In his room at the Royalton, “Leonard had this shit-eating grin on his face—and Leonard, when he’s grinning like a little boy, is something you never forget. He had this little crap Casio synthesizer which he’d bought on Forty-seventh and Broadway at one of those camera shops for tourists, where you push your finger down on a key and it’ll play a dinky rhythm track. And then he sang me ‘Dance Me to the End of Love.’ ” Leonard played Lissauer several songs in various stages of completion, and only one of them on guitar. On the others he was accompanied by the jaunty parping of the Ca
sio. Lissauer came to the conclusion that Leonard had reached a point in his songwriting where he had “run out of ideas as a guitar player. There were certain things he could do with his guitar playing, but this dopey Casio did things that he couldn’t on his guitar and made it possible for him to approach songwriting in a different way.” Writing songs was certainly proving torturously difficult for Leonard again. But this cheesy little two-octave keyboard that Leonard seemed so fond of gave him a whole new set of rhythms to work with, and he found he was able to come up with things he could never have created with six strings and what he called his “one chop.”
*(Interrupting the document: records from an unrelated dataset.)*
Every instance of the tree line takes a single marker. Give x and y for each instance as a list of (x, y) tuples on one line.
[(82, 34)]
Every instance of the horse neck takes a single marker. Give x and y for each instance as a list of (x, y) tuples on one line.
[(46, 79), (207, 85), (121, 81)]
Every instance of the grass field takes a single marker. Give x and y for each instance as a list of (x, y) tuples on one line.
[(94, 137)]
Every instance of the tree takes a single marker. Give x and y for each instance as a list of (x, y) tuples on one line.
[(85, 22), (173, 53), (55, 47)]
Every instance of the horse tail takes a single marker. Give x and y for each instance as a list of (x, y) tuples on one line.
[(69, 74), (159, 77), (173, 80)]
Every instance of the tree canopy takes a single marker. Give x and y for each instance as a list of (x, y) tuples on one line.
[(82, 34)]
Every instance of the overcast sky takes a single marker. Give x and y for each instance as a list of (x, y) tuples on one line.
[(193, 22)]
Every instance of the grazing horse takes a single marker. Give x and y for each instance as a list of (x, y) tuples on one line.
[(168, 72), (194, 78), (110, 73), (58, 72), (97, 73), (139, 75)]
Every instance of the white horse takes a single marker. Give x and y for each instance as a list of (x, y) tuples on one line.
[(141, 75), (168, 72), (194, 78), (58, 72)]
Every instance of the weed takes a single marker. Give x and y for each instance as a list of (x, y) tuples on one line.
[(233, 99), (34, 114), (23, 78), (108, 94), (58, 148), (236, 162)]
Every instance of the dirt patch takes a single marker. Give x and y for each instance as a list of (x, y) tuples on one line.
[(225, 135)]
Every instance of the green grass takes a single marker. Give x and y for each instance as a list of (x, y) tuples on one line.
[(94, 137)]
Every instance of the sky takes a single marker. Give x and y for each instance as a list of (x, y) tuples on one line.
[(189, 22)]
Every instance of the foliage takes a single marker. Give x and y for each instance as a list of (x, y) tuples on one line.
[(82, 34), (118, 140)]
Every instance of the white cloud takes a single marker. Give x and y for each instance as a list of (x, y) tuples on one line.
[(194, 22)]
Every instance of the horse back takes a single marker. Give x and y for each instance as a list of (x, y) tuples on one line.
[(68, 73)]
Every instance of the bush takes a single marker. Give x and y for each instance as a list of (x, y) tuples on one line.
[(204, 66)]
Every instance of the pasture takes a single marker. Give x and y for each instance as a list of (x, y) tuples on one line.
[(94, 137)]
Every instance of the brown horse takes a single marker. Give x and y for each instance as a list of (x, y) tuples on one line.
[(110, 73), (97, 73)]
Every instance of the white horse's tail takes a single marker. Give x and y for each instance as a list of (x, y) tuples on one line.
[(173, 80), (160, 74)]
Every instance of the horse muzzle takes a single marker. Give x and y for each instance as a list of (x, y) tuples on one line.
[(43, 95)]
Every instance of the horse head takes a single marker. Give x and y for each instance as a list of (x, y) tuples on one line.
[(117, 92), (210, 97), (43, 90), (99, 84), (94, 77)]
This time Marty Machat made no objection to Leonard’s working with Lissauer. His only stipulation was that the budget be kept as low as possible. The impression Lissauer got from Machat was that Leonard had been spending “a ton of money unwisely and hadn’t been touring.” Lissauer called Quad Recording and negotiated a good deal by block-booking four or five days of studio time. Quad was on Broadway and Forty-ninth, thirteen floors above the Metropole, an upscale strip club “where a guy would stand outside with fliers under a big rotating disco ball.” Lissauer put a small band together: his friend Sid McGinnis, who played guitar in the David Letterman show band; Richard Crooks, a drummer who had played with Dr. John; and Ron Getman and John Crowder, two Tulsans who would later front a successful country group, the Tractors. Lissauer himself played keyboards and Synclavier.
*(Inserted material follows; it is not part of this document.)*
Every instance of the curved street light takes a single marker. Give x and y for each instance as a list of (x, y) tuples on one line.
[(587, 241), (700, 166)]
“Instead of basing it around Leonard and his guitar and overdubbing things, we went in and started doing tracks as a band and tried to make a little performance out of it,” says Lissauer, “which is something I don’t think he’d done in quite a while. I brought in my Synclavier, a very early prototype, a phenomenally big thing, four rolling cases and computers and floppy discs, that cost around thirty-five thousand dollars. Leonard’s Casio would have been ninety-nine dollars, if that much, but I couldn’t get Leonard to drop his Casio.” It did not even have an audio output and needed to be miked. “I tried everything, we tried recording it with real drums, but he liked the sound of the Casio, and in a way it was very charming. So we added stuff to it so that it wasn’t quite so embarrassing.”